“A laboratory for the working out of an elementary and secondary curriculum which shall eliminate obsolete material and endeavor to work up in usable form material adapted to the needs of modern living.”
That was the board of Abraham Flexner’s Lincoln School In New York in 1916, as quoted in Lawrence Cremin’s most excellent book The Transformation of the School. As one who has promoted the use of “modern” learning and schooling, I love the word choice. And I love the sentiment, especially the stuff about obsolete material.
A couple of weeks ago, a bit of a Twitter debate erupted when I linked to this piece about Roger Schank where he says:
“In fact, we should not be teaching kids anything. Nobody remembers what they were told. Parents don’t ‘teach’; they discuss things with their children.” He says we should get over the idea that schools are supposed to teach. The basic idea should be to make children think clearly and any good teacher can do that.

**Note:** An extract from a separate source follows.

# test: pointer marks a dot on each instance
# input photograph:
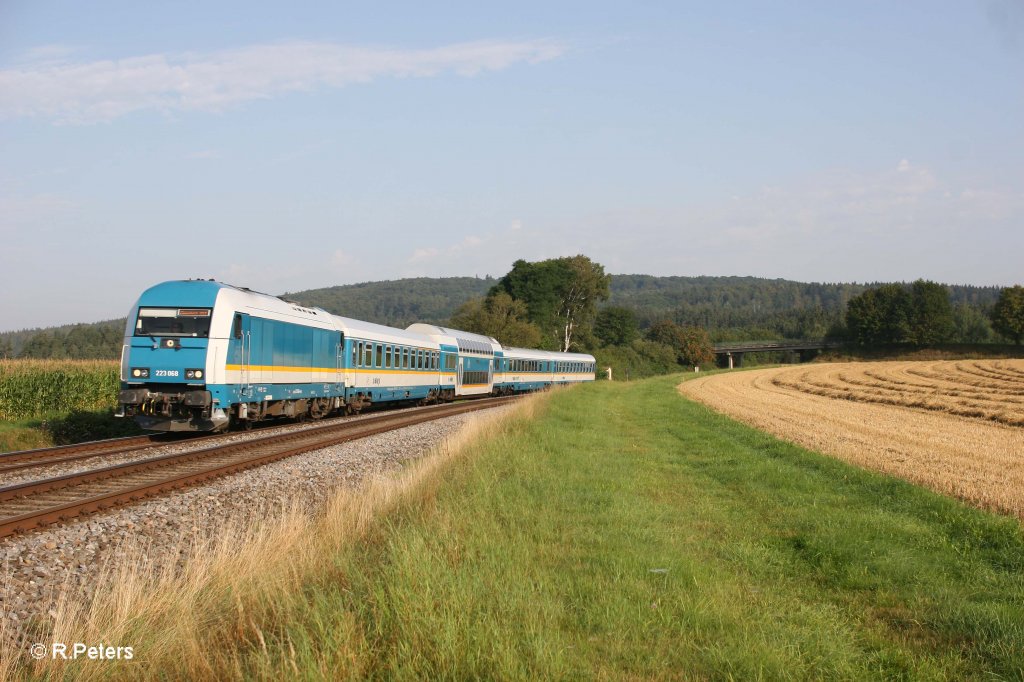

To me, that’s much of what “modern living” requires at any time, but especially now. Thinking clearly. Solving problems that matter. Being curious. Making stuff. Co-operating and working with others. It does not require “learning” obsolete material that will be forgotten as soon as the test is over, which accounts for the vast majority of what we teach kids in schools.
So when Flexner set out to create a school for modern living, what did he do? He:
“built a curriculum around “units of work”that would reorganize traditional subject matter into forms taking fuller account of the development of children and the changing needs of adult life.”
So, first and second graders built a play city as they studied community life. Third graders studied boats. Fourth grade worked on foods while fifth graders took on land transportation. Sixth graders studied books through the ages. In high school, seventh graders took on “man and his environment,” while the eighth grade studied “living in a power age.” Then it was “ancient and modern cultures” and finally, “living in contemporary America.” In other words, no disciplines per say. Projects. Problems.
If you want a sense of what was learned in these “units of work,” see this enlargement of the photo below outlining the 4th grade boats work.

And this:
“Each of the units was broadly enough conceived so that different children could concentrate on different aspects depending on their own interests and the teacher’s sense of their pedagogical needs; each of the units called for widely diverse student activities; and each of the units sought to deal in depth with some crucial aspect of contemporary civilization.”
So don’t miss it: Not every child learned the same thing. And the outcome was that Lincoln students scored as well or above their peers on comparison tests and did better than their peers in college.
“At public school they jam facts into you,” one student insisted. “Here you really learn something.”
It wasn’t perfect, of course. But the Lincoln school makes a powerful point, I think. We’re not limited to the traditional structures if we believe other architectures of learning might work more effectively for kids.